Dorothy Marie Marsh aka Dottie West was born October 11, 1932 in McMinnville, Tennessee and was the oldest of 10 children. She was mostly known for her career as a songwriter and singer of country pop songs. Her friend Patsy Cline was her mentor throughout her career. Throughout her career, West struggled with rising above the crowd in a mostly male-dominated country music scene.
West began appearing on the radio around her 13th birthday and went on the study music at Tennessee Tech. There, she advanced her music career as she sang in a band and played the steel guitar. When she was about 20 years old, Bill West became her first husband. After she graduated from Tennessee Tech, she moved to Cleveland, Ohio with her husband and two kids.

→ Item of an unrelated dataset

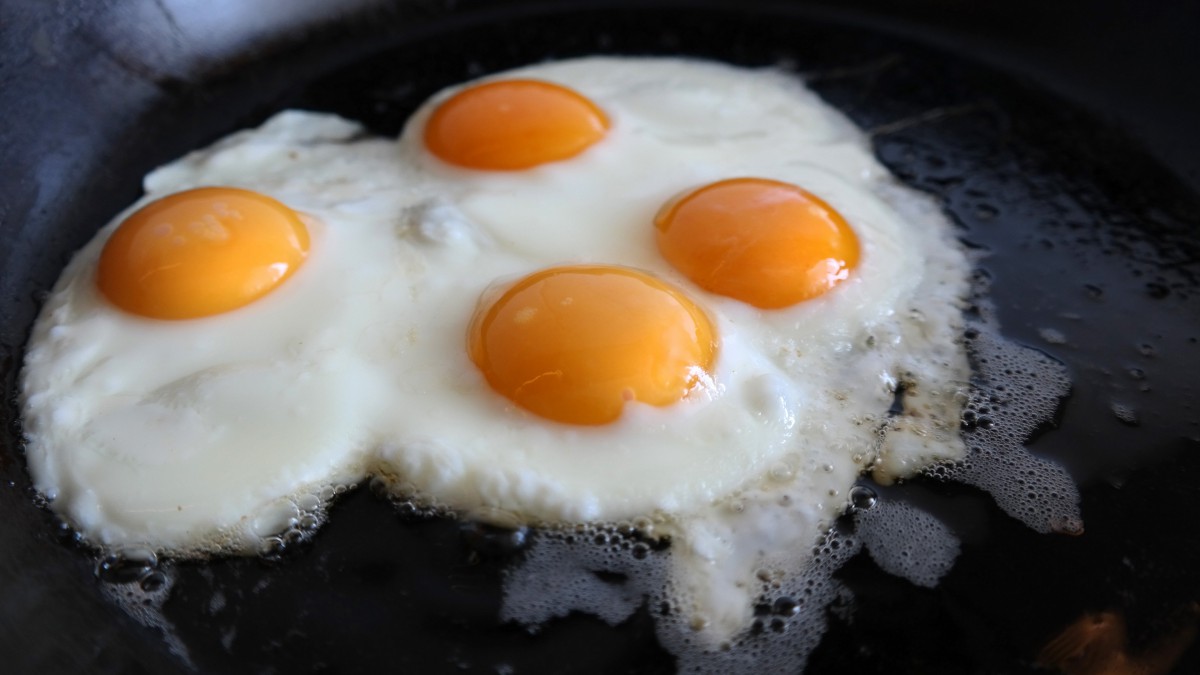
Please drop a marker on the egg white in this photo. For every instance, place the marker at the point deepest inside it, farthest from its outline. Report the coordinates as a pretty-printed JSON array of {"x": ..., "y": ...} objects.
[{"x": 201, "y": 435}]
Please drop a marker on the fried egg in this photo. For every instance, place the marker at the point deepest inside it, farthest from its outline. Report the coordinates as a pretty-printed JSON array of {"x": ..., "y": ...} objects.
[{"x": 589, "y": 291}]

In Ohio, West began appearing on the TV program Landmark Jamboree as one half of a country-pop vocal duo called the Kay-Dots along with Kathy Dee. Her career really got started in 1959 when she went back to Nashville for an audition for Starday’s Don Pierce and was immediately offered a contract. She produced a few singles, but none were successful enough to put her on the map to becoming a big name in country music. She and her husband fell in love with a group of aspiring songwriters such as Willie Nelson, Roger Miller, and Harlan Howard.
She eventually teamed up with Don Gibson, for a few duets in 1968. She eventually left her first husband and married drummer Bryan Metcalf in 1972. She immediately began to change her image and began to wear far less conservative attire. Her career was gaining momentum after the 1973 success of the crossover smash “Country Sunshine,” originally written for a Coca-Cola commercial.
Over the next few years, West had many Top 40 songs, such as “Last Time I Saw Him,” “When It’s Just You and Me,” and “Tonight You Belong To Me.” She released a duet of “Every Time Two Fools Collide,” a duet with Kenny Rogers, in 1977 and the single hit number one. She hit another couple number ones with her singles “A Lesson in Leavin” and “Are You Happy Baby?”
In 1983, she was married for a third time to Al Winters, who was a little over 20 years younger. Her last hit, “We Know Better Now,” only reached to number 53 in 1985. After she divorced Winters, she declared bankruptcy and was forced to foreclose on her Nashville mansion in 1990.
Sadly, Dottie passed away from injuries sustained in a car accident on September 4, 1991 and never got a chance to make her big comeback.